We propose an operator product expansion for planar form factors of local operators in $\mathcal{N}=4$ SYM theory. This expansion is based on the dual conformal symmetry of these objects or, equivalently, the conformal symmetry of their dual description in terms of periodic Wilson loops. A form factor is decomposed into a sequence of known pentagon transitions and a new universal object that we call the “form factor transition.” This transition is subject to a set of nontrivial bootstrap constraints, which are sufficient to fully determine it.
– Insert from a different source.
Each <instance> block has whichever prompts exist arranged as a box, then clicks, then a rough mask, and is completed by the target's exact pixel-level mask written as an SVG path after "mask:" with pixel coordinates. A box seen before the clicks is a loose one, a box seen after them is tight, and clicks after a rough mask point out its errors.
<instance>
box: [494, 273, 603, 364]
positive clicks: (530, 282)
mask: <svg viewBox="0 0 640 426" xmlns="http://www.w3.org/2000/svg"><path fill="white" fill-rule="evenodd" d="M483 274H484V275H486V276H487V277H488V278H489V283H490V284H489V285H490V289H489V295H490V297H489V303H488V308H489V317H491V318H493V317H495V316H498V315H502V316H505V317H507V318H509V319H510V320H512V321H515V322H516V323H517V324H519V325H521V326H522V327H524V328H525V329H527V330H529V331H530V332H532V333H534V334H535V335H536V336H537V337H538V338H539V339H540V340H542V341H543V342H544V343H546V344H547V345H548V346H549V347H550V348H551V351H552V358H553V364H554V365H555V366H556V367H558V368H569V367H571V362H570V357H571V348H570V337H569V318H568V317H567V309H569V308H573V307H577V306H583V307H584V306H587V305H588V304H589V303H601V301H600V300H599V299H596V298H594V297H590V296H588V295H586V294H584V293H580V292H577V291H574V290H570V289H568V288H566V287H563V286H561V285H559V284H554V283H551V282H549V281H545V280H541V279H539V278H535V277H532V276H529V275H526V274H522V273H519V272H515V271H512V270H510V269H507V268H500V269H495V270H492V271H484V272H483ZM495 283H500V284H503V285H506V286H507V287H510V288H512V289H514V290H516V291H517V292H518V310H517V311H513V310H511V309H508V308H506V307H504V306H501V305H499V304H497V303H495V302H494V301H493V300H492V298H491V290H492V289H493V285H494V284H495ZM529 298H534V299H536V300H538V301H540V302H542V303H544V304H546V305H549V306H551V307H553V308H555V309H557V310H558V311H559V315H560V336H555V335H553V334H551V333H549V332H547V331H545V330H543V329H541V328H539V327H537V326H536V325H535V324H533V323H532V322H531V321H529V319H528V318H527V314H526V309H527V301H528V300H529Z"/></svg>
We evaluate the form factor transition for maximally helicity-violating form factors of the chiral half of the stress tensor supermultiplet at leading order in perturbation theory and use it to produce operator product expansion predictions at any loop order. We match the one-loop and two-loop predictions with data available in the literature.

中文翻译：

---

运营商产品扩展的外形尺寸

我们建议针对当地运营商的平面形状因子扩展运营商产品 $\mathcal{ñ}=4$SYM理论。这种扩展基于这些对象的双重共形对称性，或者等效地，基于周期性Wilson环，它们的双重描述的共形对称性。形状因数分解为一系列已知的五边形过渡和一个新的通用对象，我们称其为“形状因数过渡”。此过渡受一组非平凡的引导约束，这些约束足以完全确定它。我们在扰动理论中对应力张量超多手征的手性一半的最大违反螺旋性的形状因子进行了形式转换，并在任何循环顺序下将其用于生成算子乘积展开预测。我们将单环和双环预测与文献中可用的数据进行匹配。